一即多・多即一(5):絶対無の自己否定

「絶対無(空)」が、すべての現象の根源であり源泉ではないかと、ホロニカル心理学が語るとき、「絶対無(空)」が、「まったく何もない」という「虚無」という意味ではありません。むしろ、「絶対無(空)」が、識別・認識する作用を含む、すべての現象を生み出しているのではないかと問題提起しているのです。

「絶対無(空)」自身が、自己否定的に、一瞬・一瞬、生成消滅を繰り返しながら、あらゆる現象を創造していると考えているのです。

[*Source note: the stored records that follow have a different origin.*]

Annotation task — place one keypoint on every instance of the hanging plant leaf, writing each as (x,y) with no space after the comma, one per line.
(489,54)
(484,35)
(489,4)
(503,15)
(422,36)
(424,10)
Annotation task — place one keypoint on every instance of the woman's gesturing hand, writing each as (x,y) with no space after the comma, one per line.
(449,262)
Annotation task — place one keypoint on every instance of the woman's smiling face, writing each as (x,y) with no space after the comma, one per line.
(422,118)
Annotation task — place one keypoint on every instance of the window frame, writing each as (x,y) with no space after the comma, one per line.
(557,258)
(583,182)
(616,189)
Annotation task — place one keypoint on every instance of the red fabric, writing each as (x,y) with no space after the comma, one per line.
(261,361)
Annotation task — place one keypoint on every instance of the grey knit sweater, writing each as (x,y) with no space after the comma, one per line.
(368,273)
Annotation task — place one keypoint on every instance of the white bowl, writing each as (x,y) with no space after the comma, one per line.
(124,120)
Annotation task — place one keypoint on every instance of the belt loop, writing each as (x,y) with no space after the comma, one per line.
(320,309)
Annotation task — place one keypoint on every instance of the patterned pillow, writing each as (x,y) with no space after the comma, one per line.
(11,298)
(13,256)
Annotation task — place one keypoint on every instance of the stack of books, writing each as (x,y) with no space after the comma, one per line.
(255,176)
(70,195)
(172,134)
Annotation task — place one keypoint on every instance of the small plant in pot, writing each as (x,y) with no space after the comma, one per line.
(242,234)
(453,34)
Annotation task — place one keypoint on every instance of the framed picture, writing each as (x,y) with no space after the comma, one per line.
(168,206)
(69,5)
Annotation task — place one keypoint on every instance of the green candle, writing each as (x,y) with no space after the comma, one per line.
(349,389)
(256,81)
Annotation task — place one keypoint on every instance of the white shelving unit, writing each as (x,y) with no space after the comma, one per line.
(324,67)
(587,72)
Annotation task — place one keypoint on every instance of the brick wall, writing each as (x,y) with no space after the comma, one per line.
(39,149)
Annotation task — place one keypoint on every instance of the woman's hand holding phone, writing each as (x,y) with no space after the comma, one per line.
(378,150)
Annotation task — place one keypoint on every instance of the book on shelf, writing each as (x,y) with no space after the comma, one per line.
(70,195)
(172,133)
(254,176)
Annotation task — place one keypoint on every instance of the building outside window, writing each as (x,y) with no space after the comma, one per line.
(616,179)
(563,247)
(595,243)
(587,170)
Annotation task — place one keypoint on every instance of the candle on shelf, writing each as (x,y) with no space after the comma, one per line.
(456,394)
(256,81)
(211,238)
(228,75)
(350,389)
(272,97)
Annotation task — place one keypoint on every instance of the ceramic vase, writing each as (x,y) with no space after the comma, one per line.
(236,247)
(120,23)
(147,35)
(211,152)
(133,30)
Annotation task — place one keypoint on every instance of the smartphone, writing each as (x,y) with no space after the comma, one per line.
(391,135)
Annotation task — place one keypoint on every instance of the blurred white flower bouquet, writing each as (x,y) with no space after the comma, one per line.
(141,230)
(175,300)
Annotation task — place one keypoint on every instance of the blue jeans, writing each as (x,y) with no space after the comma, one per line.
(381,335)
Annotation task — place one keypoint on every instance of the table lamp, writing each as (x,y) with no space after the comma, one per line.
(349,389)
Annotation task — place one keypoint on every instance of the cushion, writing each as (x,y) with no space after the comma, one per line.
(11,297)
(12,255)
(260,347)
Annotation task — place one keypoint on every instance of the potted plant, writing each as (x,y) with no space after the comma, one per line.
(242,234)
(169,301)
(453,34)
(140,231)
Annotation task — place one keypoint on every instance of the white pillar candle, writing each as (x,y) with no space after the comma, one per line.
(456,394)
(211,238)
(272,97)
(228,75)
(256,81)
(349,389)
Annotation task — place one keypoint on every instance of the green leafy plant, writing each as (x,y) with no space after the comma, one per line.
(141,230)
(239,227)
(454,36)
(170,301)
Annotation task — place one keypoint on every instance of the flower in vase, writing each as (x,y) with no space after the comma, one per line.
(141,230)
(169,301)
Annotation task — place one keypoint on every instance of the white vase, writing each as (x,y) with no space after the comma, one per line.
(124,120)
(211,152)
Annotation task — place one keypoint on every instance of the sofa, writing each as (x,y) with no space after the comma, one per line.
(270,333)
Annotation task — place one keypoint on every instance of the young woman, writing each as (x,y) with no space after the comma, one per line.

「絶対無(空)」が「絶対無(空)」自身を自己否定する揺らぎのような現象から起きる無限の波の重ねあわせともいえるコズミックダンスによって、重々無尽の多様な織物のような華厳的世界が創り出されているのではないかと考えているのです。

ホロニカル心理学でいう“こころ”とは、こうした「絶対無(空)」の作用面のことといえます。

すべての存在が「絶対無(空)」から創造されているということは、どのような存在であろうと、「絶対無(空)」を含むものであるといえます。そして、万物同士は、「絶対無(空)」を媒介に、すべてがつながっているということを意味します。

ある存在Aは、他の存在B、C、D・・・と異なるA独自の振る舞いをします。しかし、それぞれ自律的に異なる振る舞いをしながらも、ある存在Aは、A自身と他のB、C、D・・・といったあらゆるものを生み出した「絶対無(空)」を包摂しています。ある存在Aは、他のあらゆるものを包摂しながらAとして振る舞う「絶対無(空)」でもあるということになるのです。

ここに「AがAなのはAがAでないが故にA」という鈴木大拙の即非の論理が成立します。即非の論理は西田幾多郎絶対矛盾的自己同一の論理と同じです。東洋のテトラレンマの論理も関係してきます。

すべてが「絶対無(空)」から創造されるということは、すべてはもともと意味連関をもつ絶対的一ということです。絶対的一でありながら、すべての存在は、他の存在との差異をもつことで、あたかも固有の自存的な存在として立ち振る舞います。しかしながら、いかなる固有性をもって振る舞うものも、永遠・普遍的なものなどなに一つとしてなく、いずれは変化する無常なものであり、究極的には、「絶対無(空)」からなるものといえるのです。

あらゆる存在には、場や他の存在と関係なく、それのみで主語的に自律自存するような本質や自性性はないのです。A、B、C、D・・・という無限に差別される存在は、すべて縁起的包摂関係(ホロニカル関係)にある全体的一なるものの多様なひとつの顕れと思われるのです。

一即多、多即一といえるのです。